Replacement for a former bungalow that was a long-term family home…


  • Replacement for the former bungalow, where the family had lived for 20 years at Warborough, near Didcot, Oxfordshire.


  • The site lies on the edge of a Conservation Area and within a residential area.
  • Height was restricted to match neighbouring buildings.
  • The four bed house is very large and provides 377sqm / 4050sqft of space.
  • The external appearance features a reconstituted stone plinth with a cedar clad upper storey. The pitched roofs are slate, flat roofs are polyroof, some with sedum covering.
  • Because of the clay subsoil base and two willow trees in the garden, the house sits on piled foundations. The ground floors are beam and block and the first floor uses a precast concrete plank system. This allowed high levels of insulation, and a thermal mass at ground and first floor onto which the underfloor heating system is laid.
  • Walls are stone outer leaf, full fill cavity and block work inner leaf with powder coated aluminium windows.
  • Windows were budgeted at £25,000, but the lowest tender came back at £40,000. There were many delays, including waiting for all window spaces to be built and measured before manufacture commenced, and some damage having to be made good by the manufacturer in Germany.
  • Insulation levels for all sections of the building were 25% higher than the requirements of Building Regulations.
  • The building’s hot water and heat is from air source heat pumps. There were initial problems including getting the correct thermostat to tally up with the correct room, and fans freezing when severe snow blew into the air source heat pump intake – all since rectified and the system is now running well.
  • Some rainwater is harvested for use in the garden, cloakroom toilet and washing machine.
  • The main structure was built by a main contractor with the owner project managing subcontractors for finishes and kitchen.
  • The advantages are living sustainably and an improved lifestyle – the owners are very proud of their home.
  • The property benefits from lower running costs.
  • The layout enables disabled access, including a wider than average front door, steps with wider and deeper treads and lower risers, one step access to all rear gardens, parking close to front door and level access from car to house.

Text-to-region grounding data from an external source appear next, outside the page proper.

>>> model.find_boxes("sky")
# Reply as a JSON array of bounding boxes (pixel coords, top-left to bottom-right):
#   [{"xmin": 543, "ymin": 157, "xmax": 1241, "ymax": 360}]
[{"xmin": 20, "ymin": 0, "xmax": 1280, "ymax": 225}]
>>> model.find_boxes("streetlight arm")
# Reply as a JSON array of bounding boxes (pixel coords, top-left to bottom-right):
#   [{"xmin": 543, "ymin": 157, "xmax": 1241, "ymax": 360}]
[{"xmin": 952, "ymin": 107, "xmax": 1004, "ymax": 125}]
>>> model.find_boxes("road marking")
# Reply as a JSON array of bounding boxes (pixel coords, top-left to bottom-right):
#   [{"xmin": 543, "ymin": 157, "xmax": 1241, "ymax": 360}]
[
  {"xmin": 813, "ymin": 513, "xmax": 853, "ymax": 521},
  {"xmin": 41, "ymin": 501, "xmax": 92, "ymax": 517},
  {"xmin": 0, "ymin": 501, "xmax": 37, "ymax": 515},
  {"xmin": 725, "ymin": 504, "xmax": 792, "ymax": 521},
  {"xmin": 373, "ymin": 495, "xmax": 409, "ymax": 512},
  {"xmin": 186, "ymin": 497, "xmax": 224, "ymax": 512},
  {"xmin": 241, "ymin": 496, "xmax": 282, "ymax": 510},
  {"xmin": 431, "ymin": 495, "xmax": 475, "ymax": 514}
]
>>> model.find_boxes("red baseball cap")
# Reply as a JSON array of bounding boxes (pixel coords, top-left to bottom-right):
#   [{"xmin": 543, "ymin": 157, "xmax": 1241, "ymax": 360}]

  • The plot was already owned. Typical plots in the area would have cost over £250,000.
  • The owner used the money from the sale of his company to fund the build.
  • Build costs were £625,000 (£1,650 per square metre).
  • The original budget was £450,000 but the house grew in size (costing an extra £15,000). The original gravelled driveway was changed to resin bonded (adding another £15,000). Kitchen and bathroom spec increased (an extra £27,000), and the kitchen supplier went bust taking £30,000 with him. A sauna was added at £4,000. All these, and many other extras, added £175,000, taking the budget up to £625,000.
  • The completed home is now valued at £1.5m.


  • 2008 – Planning permission granted.
  • May 2009 – Existing house demolished.
  • June – Aug 2009 – Foundations and ground floor.
  • Dec 2009 – Steelwork for upper floor, and pitched roof in place.
  • Jan – July 2010 – Windows and doors, from manufacture to installation.
  • July – Sep 2010 – Decoration and external works to completion.

Learning Points:

  • Thorough ground investigation is essential, as unexpected piling costs can be high.
  • Ensure you have very closely defined sub-contract packages – especially for windows and doors. Keep the design simple. Set deadlines with penalties in the contract and keep chasing the suppliers.
  • Either keep to your original budget and buy kitchens/sanitary ware/floor finishes to suit, or have more money available to exceed the original spec.
  • Allow time for all the final snagging items.